I've commented several times on HN how the web needs a revenue model that's not spammy or scammy, and I always mention I'm glad to pay Yahoo $20/year for their Yahoo Plus mail. I get a decent mail service, I don't see any ads on it, it works with my iPhone, and I don't think they're as savvy as Google about collecting all my data.<p>So of course, just yesterday, they disappeared my wife's Yahoo Plus account. It started with an error message about the account being deactivated due to user request or inactivity, she was then taken to a screen to re-activate the account and than taken to a freshly initialized mail account. All her emails and folders are gone, the only thing left is a "Welcome to Yahoo" message. This is the email account that she uses every day, where her business emails are forwarded, where she stores her archives, and which is not due for renewal for another 6 months. What makes me think it's some form of error is that her 400+ contacts are unaffected.<p>And that's when we found out Yahoo has no customer service. She filed an incident ticket, they told her to call account verification, and after 30 minutes on hold, they said they couldn't help, but to reopen the ticket. In the meantime, the emails to and from support are disappearing from the "new" account.<p>Forums and social media are full of user complains about deactivated yahoo mail accounts, and some users claim to have lost their contacts as well. There is a group discussing this problem at http://groups.yahoo.com/group/Y-Mail/<p>But I don't see any media stories about this. Yahoo is all over the news with their new CEO trying to turn things around, but their mail service that was rock solid for 15 years just gave up the ghost and their technical support is out to lunch. So, is anybody else having issues with it, or are we just the last people using Yahoo mail?
======
olefoo
If you want to know pain, buy a domain or two from Yahoo! you will discover
that it's worse than GoDaddy as a registrar.

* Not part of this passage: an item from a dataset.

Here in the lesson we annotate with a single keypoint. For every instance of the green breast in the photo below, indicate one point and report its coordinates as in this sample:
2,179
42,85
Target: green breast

But yeah, if you're a paying customer you should at the very least be able to
get someone on the phone in the event of a major malfunction.

------
205guy
Thanks for confirming what I thought. In the meantime, my wife got on as many
Yahoo groups and FB pages as she could to comiserate with others having
similar problems. Then she started posting all their customer service phone
numbers (which you can't find on their website, only once they reply to a
ticket) and 2 things happened:

\- Yahoo fixed her email account. \- Yahoo removed her comments.

Gaah, I so wanted to defend Yahoo and just get email I can trust for a good
price. Everyone loves an underdog, except when they're just a dog.

------
booruguru
You should a write a detailed blog post about your experience and try to make
it go viral. (I'm good at that sort of thing and I'd be more than willing to
help.) I can't stand it when multi-billion dollar companies fail to offer
meaningful support for paid services. This kind of story makes me so angry.

------
tn13
I had purchased Yahoo Small Business hosting and that also came up some domain
name. Now I wanted to park some domain names and their customer support had no
idea what parked domains meant.

------
thoughtcriminal
I bailed from Yahoo email, hosting, everything about 5 years ago. Their email
was one of their best products. That along with Flickr. But Yahoo as a
registrar and hosting service were amateur hour, and the news stories on the
Yahoo page were so disgusting and sensationalistic I had to escape.

I look back now and I'm amazed I stuck with them as long as I did.

------
notdrunkatall
Yahoo mail's been circling the drain for years. I switched from Yahoo mail to
gmail about five years ago and haven't looked back since.